Chi è Sandra Ávila Beltrán

Sandra Ávila Beltrán, anche conosciuta come la "Regina del Pacifico" per la sua gestione di tonnellate di cocaina nelle rotte tra Messico e Stati Uniti, è la figlia di María Luisa Beltrán Félix e Alfonso Ávila Quintero, cognomi assolutamente di rilievo all'interno dello scacchiere delle famiglie del narcotraffico. Suo padre era infatti un membro della famiglia di Rafael Caro Quintero, l'attuale leader del Cartello di Guadalajara. La "Regina" è anche la nipote di un altro grande padrino messicano, molto noto agli appassionati di serie tv, Miguel Ángel Félix Gallardo, la cui storia è assoluta protagonista in "Narcos: Mexico". Lo stesso personaggio di Isabella Bautista è ispirato a lei. A Sandra Ávila Beltrán sono anche dedicati numerosi "corrido", una romanza moderna al ritmo di una polka o di un valzer, in cui si raccontano le gesta dei narcotrafficanti.
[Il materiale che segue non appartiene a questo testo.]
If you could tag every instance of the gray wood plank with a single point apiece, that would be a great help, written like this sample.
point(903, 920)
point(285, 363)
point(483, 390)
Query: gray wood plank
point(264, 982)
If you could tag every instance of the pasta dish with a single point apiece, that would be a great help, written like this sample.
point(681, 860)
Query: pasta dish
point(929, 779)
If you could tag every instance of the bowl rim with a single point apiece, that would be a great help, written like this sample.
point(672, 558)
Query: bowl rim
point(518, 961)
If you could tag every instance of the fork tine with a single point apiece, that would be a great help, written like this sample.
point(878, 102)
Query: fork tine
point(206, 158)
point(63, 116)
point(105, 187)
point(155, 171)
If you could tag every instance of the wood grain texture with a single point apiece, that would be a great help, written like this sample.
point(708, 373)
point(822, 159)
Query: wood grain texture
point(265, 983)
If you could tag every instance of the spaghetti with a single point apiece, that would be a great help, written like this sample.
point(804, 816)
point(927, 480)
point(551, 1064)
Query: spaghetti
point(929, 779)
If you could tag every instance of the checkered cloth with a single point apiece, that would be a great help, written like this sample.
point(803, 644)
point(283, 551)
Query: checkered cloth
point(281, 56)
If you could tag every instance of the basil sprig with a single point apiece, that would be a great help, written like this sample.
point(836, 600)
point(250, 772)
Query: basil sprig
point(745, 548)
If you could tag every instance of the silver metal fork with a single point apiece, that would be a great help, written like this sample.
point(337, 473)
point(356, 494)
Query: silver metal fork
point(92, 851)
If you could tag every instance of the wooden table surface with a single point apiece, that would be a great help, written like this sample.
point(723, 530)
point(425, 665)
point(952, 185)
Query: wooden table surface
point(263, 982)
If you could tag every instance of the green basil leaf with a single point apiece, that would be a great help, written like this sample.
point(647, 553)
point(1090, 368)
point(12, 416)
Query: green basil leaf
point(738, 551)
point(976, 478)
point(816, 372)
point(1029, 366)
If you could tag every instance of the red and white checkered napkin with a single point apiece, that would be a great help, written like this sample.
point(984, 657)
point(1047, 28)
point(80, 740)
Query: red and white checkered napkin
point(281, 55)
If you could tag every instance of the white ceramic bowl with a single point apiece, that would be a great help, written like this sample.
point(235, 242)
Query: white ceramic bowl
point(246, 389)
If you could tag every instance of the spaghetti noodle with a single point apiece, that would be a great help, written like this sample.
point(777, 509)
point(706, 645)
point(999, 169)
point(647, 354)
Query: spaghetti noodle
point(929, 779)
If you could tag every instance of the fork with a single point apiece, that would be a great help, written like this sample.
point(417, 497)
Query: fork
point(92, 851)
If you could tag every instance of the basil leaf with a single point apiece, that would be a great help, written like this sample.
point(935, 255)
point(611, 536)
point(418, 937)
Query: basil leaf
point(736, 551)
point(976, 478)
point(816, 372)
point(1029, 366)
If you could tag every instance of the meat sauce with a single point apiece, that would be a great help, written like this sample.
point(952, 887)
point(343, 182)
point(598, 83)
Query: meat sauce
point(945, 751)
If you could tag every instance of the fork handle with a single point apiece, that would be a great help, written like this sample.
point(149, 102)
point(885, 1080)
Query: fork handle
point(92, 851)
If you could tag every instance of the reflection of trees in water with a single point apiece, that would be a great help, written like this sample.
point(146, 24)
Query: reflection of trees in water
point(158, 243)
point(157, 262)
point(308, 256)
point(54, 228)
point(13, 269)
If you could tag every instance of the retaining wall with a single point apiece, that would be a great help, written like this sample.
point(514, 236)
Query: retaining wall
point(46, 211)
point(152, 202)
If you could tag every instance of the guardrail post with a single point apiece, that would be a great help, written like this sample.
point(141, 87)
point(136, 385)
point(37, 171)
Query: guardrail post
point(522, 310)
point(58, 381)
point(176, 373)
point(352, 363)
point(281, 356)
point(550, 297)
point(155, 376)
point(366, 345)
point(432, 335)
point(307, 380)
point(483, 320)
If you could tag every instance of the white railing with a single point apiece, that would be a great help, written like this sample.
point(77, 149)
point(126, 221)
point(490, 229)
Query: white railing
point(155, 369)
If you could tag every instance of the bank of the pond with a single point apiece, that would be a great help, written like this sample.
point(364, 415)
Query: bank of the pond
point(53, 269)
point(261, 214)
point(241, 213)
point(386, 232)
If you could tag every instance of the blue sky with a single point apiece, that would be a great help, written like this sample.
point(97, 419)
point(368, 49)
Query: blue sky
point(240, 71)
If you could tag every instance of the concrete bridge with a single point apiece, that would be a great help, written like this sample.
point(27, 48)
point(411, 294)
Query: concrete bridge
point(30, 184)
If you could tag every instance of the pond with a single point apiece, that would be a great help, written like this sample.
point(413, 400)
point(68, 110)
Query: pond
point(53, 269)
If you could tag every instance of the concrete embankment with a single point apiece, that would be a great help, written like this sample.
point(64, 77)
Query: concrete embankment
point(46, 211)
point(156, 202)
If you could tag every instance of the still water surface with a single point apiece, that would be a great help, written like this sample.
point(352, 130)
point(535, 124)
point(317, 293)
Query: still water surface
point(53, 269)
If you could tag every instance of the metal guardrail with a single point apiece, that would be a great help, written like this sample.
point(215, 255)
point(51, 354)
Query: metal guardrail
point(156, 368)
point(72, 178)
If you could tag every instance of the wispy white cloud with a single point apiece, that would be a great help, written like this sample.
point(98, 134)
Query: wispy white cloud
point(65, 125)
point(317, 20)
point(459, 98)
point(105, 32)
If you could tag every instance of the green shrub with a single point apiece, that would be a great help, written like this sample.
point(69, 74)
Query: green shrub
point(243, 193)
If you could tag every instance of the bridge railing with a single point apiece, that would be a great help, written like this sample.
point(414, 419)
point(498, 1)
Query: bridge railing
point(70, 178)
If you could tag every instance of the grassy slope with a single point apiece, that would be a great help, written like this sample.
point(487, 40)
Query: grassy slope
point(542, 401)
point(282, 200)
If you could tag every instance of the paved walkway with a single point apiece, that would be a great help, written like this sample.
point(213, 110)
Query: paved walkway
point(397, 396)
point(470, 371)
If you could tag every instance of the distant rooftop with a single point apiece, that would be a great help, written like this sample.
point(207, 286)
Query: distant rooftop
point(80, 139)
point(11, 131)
Storicamente, i "corrido" venivano scritti e cantati per i protagonisti della rivoluzione messicana del XX secolo.

Dopo essere stata arrestata nel 2007 e aver scontato sette anni in una prigione federale, Sandra Ávila Beltrán si è defilata dal narcotraffico e ha iniziato a "recuperare il tempo perduto", come ha raccontato in una intervista al Guardian quattro anni fa. Sulle serie tv ispirate al suo personaggio, Sandra Ávila Beltrán ha sempre evitato commenti.